But none of this addresses the internal exposure vs. external transient exposure. Even Seivert did not describe an additional factor of perpetual exposure to tissue. He was working with transient radiation exposure, not persistent, correct. His research and the simplicity of the Sv or RAD or REM measure of external exposure predates modern cancer research, and even our understanding of DNA, or the bone seeking properties of 90Sr. While many epidemiologists have refactored, the nuclear industry (including TEPCO and the IAEA) continues to use very old standards.
Karl: “The BIPM now states that the tissue type factor is dropped, thus making a Sievert or Dose Equivalent 20 times the engery/kg present, essentially recalibrating the Dose Equivalent effects of energy/kg as being from 5 to 100 times more than previously calculated.”
That’s not correct, and in any case, who cares?
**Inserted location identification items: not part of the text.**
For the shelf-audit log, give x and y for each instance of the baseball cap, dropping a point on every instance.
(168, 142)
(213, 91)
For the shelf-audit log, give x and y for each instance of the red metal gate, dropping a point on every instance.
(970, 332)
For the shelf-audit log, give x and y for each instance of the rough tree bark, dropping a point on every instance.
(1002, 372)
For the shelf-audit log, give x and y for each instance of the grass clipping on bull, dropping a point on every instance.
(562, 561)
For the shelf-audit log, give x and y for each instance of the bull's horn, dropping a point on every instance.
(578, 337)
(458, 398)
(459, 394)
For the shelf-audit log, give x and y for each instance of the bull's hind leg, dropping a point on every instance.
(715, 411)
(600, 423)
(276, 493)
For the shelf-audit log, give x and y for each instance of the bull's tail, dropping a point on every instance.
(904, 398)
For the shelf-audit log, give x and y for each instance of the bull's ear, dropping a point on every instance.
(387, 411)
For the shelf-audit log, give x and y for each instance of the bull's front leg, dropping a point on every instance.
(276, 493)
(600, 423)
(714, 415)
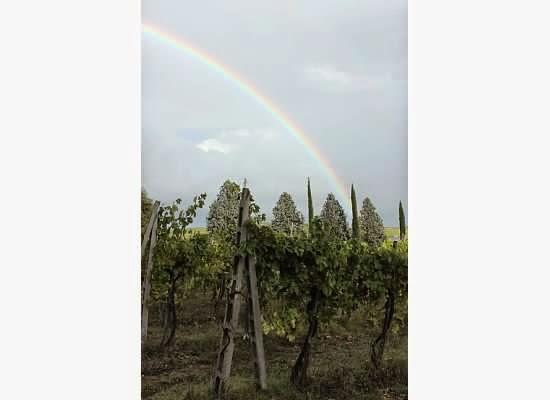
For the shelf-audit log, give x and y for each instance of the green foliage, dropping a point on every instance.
(310, 212)
(286, 218)
(372, 226)
(180, 256)
(334, 218)
(224, 212)
(402, 225)
(348, 274)
(355, 217)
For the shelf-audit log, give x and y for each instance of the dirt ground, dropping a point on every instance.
(338, 369)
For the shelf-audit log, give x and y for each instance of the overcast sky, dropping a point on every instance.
(337, 68)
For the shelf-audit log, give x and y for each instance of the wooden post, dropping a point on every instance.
(147, 233)
(231, 319)
(255, 324)
(147, 281)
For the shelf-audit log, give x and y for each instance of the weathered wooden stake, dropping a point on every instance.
(147, 234)
(231, 320)
(147, 281)
(255, 325)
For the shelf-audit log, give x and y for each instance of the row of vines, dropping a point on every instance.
(306, 280)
If you knew anything about radioprotection calculations, you would know that limits for the whole-body dose is always the most conservative, and this is what is commonly tossed around when discussing exposure in the wake of an incident like the tsunami. Nothing has changed there.
If you’re concerned about exposure to your hands when working in a glove box, you might want to know the equivalent dose to just your hands, since hands can withstand greater amounts of radiation than other parts of your body. Other than specific cases like that, you’re not likely to care.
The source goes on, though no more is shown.